Each criterion has five levels as described below. The elements are assigned a penalty depending on where they fall in these levels:

Ideal

This is the absolute best/ideal value that an element can achieve. For example, an ideal element would have an aspect ratio of 1.0, warpage of 0.0, jacobian of 1.0, and so on.  Some criteria may not have an ideal, for example the ideal minimum element size is the same as average element size. Similarly, for simulations that require all triangular mesh, "% of trias" is not applicable. Thus the ideal "% of trias" depends on the analysis type, and should be set by you. Elements that fall in this level are drawn in their default color (not highlighted).  Ideal elements have no penalty assigned to them.

Good

This level is slightly worse than ideal, but is still considered good for the required analysis.  All elements whose criteria are equal to or better than this level are considered good and no penalty is assigned to them.

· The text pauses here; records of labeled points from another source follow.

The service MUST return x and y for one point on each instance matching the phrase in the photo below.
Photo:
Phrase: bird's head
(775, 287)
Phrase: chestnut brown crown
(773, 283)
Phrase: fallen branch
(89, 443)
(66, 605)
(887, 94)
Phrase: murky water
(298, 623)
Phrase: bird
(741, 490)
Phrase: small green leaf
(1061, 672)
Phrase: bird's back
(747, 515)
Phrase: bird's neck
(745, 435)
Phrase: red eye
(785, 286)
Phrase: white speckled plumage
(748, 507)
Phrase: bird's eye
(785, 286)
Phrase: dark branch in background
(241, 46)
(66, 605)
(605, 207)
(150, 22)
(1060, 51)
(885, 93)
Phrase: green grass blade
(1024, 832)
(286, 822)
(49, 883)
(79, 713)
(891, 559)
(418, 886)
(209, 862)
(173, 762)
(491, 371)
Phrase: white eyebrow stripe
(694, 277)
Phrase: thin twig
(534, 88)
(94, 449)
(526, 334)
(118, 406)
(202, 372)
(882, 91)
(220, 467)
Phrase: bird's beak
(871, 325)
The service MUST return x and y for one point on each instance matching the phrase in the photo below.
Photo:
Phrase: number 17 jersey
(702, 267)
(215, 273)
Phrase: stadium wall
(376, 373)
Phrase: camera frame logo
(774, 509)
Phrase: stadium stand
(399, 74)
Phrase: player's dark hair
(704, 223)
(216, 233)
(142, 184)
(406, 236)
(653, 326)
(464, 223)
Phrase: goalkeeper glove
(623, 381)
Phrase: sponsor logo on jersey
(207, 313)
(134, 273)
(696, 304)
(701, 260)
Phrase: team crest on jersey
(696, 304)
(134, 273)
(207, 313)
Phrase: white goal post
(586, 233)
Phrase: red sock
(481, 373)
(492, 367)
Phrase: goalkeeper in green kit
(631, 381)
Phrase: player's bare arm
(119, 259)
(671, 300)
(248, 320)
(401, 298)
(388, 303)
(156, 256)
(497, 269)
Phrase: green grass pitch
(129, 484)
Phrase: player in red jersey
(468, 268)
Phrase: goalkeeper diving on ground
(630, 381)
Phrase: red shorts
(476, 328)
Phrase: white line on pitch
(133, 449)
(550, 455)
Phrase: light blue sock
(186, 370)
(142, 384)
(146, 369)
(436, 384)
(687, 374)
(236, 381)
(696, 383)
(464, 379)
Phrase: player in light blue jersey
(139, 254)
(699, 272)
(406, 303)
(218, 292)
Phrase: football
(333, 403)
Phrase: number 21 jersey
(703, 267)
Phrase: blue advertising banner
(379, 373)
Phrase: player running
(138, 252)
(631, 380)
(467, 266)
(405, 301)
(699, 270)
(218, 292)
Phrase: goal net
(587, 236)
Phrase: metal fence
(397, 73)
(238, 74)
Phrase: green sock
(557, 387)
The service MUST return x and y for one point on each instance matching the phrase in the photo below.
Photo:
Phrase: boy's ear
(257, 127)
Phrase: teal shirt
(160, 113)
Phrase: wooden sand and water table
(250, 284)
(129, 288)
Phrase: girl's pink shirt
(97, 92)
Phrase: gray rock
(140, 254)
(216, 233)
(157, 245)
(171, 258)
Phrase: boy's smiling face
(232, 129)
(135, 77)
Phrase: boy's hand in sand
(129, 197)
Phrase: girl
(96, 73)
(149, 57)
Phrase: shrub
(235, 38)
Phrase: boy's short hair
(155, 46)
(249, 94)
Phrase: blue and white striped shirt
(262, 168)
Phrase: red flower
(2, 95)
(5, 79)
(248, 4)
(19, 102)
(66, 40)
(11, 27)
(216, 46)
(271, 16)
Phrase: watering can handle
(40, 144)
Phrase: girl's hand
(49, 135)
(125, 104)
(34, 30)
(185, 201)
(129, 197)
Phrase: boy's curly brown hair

You set all the good level thresholds. Elements that fall in this level (between good and warn) are drawn in their default color (not highlighted). The elements that fall between good and warn are assigned a penalty between 0-0.79.

Warn

This is an intermediate level between good and fail.  This level is used to highlight the elements that have not failed the criteria, but are close to it.  HyperMesh sets these values at 80% between good and fail levels.  The elements that are in this level (that is, falling between warn and fail) are drawn in cyan by default and are assigned a penalty value between 0.8 – 0.99.

Fail

This level determines the elements that are considered to be unacceptable for analysis, thus failed.  It is recommended that you fix these elements before performing the analysis.  You can specify the fail levels.  All the elements that fail are given a penalty greater than 1.0.  The penalty value is calculated depending on the severity of the failure.  The elements that have failed (between fail and worst) are drawn in yellow by default and are given a penalty value between 1.0-10.0.  Therefore, elements that passed all criteria have a penalty less than 1.0.

Worst

This level allows you to highlight elements that failed the criteria by a large margin, and which require immediate attention.  The worst levels are set by Engineering Solutions as a factor of good and fail values.  The elements that fall in and beyond this worst level are drawn in red and given a flat penalty value of 10.0.

quality_index1

In addition to these levels, you can also turn on/off individual criteria according to your analysis requirements.  You can also set different weights for individual criteria.  For example, if jacobian is relatively more important than warpage, you can choose to set jacobian comp weight to 2.0.  The Comp QI calculated will then give jacobian twice the weight as the remaining criteria.